- In December, a group of Alphabet Inc's GOOG GOOGL Google managers found the company had been underpaying temporary workers for years, New York Times reports.
- Google decided to apply the correct rates for only new hires starting in 2021. However, it would still fuel suspicion in the minds of employees with upgraded paychecks.
- Google's lack of correction of the pay rates for all current temps led to a June whistle-blower complaint to the SEC for allegedly owing over $100 million in pay anomalies.
- Google had recently admitted increasing temp pay multiple times and that most temps received pay above the benchmark.
- There is no federal law requiring U.S. companies to pay temps and permanent employees equivalently for similar work.
- Google takes extra precautions in countries with equal pay laws. However, 16 additional countries, including Brazil, Canada, Australia, and Mexico, noted pay anomalies in 2020. Recently, Google has sought to cut down on temporary workers.
- In January 2020, Google realized that its out-of-date pay scales.
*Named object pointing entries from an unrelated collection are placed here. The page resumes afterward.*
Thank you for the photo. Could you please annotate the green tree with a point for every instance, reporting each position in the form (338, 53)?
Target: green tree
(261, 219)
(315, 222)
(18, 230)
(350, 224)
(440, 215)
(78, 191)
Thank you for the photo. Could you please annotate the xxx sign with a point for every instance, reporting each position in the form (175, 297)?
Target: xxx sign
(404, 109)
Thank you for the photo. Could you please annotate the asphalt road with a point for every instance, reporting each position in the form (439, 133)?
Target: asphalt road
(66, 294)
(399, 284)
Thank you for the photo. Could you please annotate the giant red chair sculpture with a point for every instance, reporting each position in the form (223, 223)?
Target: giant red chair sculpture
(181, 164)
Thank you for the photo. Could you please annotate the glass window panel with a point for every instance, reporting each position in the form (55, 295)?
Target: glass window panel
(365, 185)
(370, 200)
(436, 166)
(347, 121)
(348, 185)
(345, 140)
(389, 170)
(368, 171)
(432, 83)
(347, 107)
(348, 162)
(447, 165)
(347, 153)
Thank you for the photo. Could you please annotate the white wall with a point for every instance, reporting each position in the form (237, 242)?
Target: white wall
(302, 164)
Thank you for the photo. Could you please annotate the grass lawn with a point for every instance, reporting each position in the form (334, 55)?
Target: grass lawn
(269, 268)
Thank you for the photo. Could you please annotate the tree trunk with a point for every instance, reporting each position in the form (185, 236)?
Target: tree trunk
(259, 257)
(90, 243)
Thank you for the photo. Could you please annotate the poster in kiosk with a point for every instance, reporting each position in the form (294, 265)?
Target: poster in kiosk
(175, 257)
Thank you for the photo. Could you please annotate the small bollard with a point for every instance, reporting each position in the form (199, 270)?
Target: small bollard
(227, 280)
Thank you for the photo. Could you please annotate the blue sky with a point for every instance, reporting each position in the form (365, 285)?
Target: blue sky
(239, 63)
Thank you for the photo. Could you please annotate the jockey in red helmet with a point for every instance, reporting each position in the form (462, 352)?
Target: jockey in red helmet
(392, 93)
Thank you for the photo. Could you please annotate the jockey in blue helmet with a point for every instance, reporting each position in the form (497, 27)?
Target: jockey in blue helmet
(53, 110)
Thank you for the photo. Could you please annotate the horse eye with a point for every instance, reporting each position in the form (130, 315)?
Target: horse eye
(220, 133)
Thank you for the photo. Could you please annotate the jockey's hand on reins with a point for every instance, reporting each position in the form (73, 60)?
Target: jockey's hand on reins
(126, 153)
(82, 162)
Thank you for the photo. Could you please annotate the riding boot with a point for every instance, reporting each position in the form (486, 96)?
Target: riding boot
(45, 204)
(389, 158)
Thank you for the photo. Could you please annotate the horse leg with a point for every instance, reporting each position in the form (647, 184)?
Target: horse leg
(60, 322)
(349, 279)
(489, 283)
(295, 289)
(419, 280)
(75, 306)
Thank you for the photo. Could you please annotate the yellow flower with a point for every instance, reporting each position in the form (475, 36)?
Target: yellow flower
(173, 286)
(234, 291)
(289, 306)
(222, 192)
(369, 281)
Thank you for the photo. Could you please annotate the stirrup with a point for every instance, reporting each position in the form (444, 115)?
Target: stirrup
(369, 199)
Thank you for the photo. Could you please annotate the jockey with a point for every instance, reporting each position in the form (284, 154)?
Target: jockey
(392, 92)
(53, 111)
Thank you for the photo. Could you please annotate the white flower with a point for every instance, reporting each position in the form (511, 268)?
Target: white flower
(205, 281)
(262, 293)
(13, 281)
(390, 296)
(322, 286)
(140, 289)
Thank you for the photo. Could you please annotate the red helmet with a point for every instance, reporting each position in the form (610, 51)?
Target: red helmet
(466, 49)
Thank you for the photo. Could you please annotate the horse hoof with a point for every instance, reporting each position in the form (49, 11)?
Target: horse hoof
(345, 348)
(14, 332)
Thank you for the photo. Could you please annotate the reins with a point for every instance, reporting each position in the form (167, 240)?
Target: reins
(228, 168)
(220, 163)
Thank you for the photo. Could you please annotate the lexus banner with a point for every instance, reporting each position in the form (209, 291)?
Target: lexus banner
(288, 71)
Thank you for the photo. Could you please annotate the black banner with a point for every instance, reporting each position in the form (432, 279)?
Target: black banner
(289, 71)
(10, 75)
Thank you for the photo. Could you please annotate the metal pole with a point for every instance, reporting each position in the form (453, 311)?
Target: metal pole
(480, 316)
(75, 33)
A Google manager admitted that it classified the temporary roles in ways that artificially lowered its pay scale by comparing them to unrelated and lower-paying jobs.
- A manager admitted to being instructed to compare temp pay with the "lowest common denominator" or the junior-most role within a job category.
- Price Action: GOOG shares traded lower by 1.92% at $2,842.70 on the last check Friday.